Compliance
Fresh Claims Vs Goldman Sachs, This Time Over Role In Lloyds Financing

Fresh allegations have emerged against Goldman Sachs as the Wall Street banking and wealth management titan fights to protect its reputation after a scandal surrounding its actions as a seller of mortgage securities products.
The Financial Times – citing four unnamed sources – said that the firm was both an underwriter and an investor in Lloyds Banking Group’s large refinancing deal late last year. (Lloyds is partly owned by the UK government due to a bailout).
Goldman – a dealer manager on the debt portion of the £23.5 billion (around $36 billion) transaction - demanded last-minute changes to the structure of a deal it was underwriting. This had the effect of benefiting its position as a bond investor.
The firm’s bankers said that its Chinese walls bar underwriters from knowing anything about the investment activity of its proprietary traders and say the exposure of the affair reveals rivals’ opportunism in besmirching its reputation.
Goldman is fighting fraud charges brought by the Securities and Exchange Commission that it dishonestly played both sides of the market in selling collateralized debt obligations to investors while simultaneously involving renowned hedge fund investor John Paulson in choosing securities in the deal that Paulson intended to short-sell.
The CDO alleged fraud and the latest allegation highlights the issue of whether financial groups which undertake investment banking operations can effectively manage conflicts of interest which – as some bankers argue – are inevitable features of complex market transactions.
Lloyd Blankfein, Goldman’s chief executive, is reportedly due to testify to Congress on the issue.

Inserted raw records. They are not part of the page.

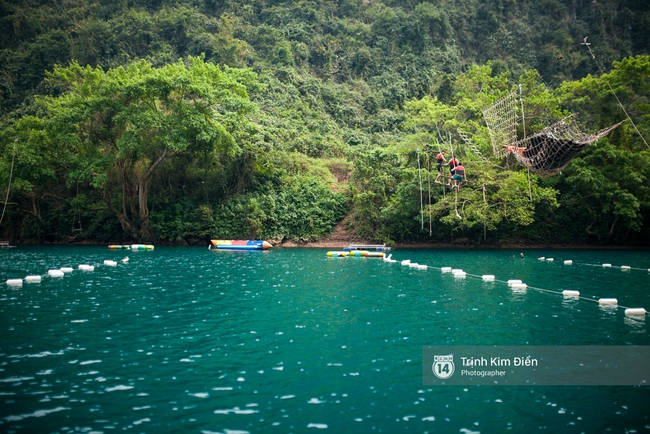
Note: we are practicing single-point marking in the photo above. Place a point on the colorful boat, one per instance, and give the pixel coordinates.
(357, 253)
(241, 244)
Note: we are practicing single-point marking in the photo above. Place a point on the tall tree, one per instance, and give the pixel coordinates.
(120, 125)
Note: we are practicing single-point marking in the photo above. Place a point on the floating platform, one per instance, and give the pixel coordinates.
(357, 253)
(375, 247)
(240, 244)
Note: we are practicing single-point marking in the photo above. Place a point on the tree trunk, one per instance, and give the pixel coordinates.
(126, 224)
(143, 193)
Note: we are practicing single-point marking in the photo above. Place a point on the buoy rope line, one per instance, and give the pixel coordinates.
(550, 291)
(60, 272)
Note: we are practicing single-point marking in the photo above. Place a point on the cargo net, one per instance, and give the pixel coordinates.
(545, 153)
(502, 119)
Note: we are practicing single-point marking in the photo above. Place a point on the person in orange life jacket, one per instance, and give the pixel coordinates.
(458, 176)
(452, 168)
(440, 160)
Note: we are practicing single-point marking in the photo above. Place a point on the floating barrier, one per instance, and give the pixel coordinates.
(634, 311)
(519, 287)
(241, 244)
(141, 247)
(611, 301)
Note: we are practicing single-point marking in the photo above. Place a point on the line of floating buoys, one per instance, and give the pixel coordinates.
(60, 272)
(518, 286)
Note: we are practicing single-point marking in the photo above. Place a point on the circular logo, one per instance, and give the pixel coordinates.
(443, 366)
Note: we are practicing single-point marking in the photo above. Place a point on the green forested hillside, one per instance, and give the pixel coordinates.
(184, 120)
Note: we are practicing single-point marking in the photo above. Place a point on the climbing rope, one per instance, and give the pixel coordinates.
(421, 200)
(11, 173)
(602, 75)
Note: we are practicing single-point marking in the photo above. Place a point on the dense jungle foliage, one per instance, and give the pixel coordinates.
(184, 120)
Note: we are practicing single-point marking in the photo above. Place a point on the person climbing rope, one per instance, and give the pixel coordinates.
(453, 163)
(458, 176)
(440, 160)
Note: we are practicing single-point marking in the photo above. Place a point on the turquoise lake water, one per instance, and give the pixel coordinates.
(290, 340)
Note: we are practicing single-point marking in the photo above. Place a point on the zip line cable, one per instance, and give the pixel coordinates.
(588, 45)
(421, 206)
(11, 173)
(429, 183)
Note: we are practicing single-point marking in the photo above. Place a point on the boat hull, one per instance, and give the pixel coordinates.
(241, 244)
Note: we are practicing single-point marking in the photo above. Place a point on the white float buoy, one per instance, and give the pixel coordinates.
(55, 273)
(607, 301)
(458, 273)
(635, 311)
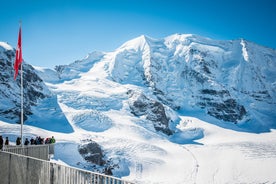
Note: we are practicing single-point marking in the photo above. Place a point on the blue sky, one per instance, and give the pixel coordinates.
(58, 32)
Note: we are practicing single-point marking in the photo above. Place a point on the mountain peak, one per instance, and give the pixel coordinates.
(137, 43)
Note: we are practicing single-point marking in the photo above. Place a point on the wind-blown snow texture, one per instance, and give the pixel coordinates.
(142, 104)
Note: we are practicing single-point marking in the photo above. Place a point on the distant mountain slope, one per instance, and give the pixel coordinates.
(155, 110)
(233, 81)
(34, 88)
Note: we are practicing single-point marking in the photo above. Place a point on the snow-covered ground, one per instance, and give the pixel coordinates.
(222, 156)
(89, 101)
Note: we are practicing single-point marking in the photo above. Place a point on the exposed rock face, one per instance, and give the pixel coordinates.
(225, 78)
(220, 105)
(93, 154)
(153, 110)
(33, 88)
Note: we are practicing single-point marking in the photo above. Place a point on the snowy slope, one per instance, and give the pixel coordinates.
(182, 109)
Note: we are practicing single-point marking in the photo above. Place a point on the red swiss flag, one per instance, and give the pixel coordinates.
(18, 56)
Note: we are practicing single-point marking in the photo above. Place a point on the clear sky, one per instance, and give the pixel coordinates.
(58, 32)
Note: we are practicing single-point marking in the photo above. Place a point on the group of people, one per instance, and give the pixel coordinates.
(7, 142)
(37, 141)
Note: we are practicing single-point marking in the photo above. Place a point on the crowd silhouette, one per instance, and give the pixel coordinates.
(33, 141)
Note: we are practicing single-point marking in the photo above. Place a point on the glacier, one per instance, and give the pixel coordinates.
(181, 109)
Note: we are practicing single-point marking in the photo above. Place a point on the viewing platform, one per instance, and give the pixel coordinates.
(31, 165)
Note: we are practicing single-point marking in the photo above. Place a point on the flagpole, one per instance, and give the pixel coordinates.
(21, 87)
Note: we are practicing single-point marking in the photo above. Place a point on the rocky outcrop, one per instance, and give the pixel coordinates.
(153, 111)
(92, 152)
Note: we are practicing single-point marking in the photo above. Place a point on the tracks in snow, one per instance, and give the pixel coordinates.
(196, 165)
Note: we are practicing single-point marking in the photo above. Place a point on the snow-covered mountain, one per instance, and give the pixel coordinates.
(34, 88)
(146, 105)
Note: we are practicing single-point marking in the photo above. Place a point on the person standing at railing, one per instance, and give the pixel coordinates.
(18, 141)
(52, 140)
(7, 142)
(1, 142)
(26, 143)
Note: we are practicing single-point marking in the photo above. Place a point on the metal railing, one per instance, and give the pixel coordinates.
(37, 151)
(16, 168)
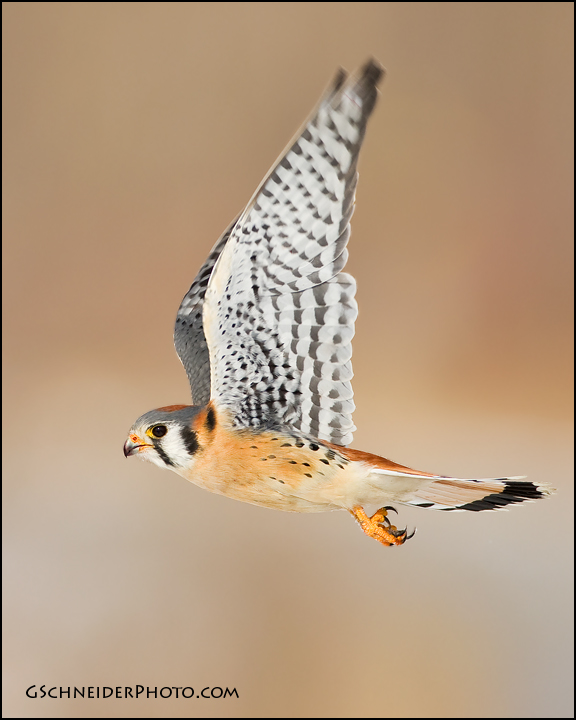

Meanwhile, lawyers have told this publication that a wave of lawsuits can be expected against Goldman Sachs from investors trying to win compensation if they have suffered losses on products involving the Wall Street firm.
Goldman Sachs has a large wealth management operation focused on ultra high net worth investors. The firm has declined to comment about its activities or strategy in this area when contacted by WealthBriefing in the past.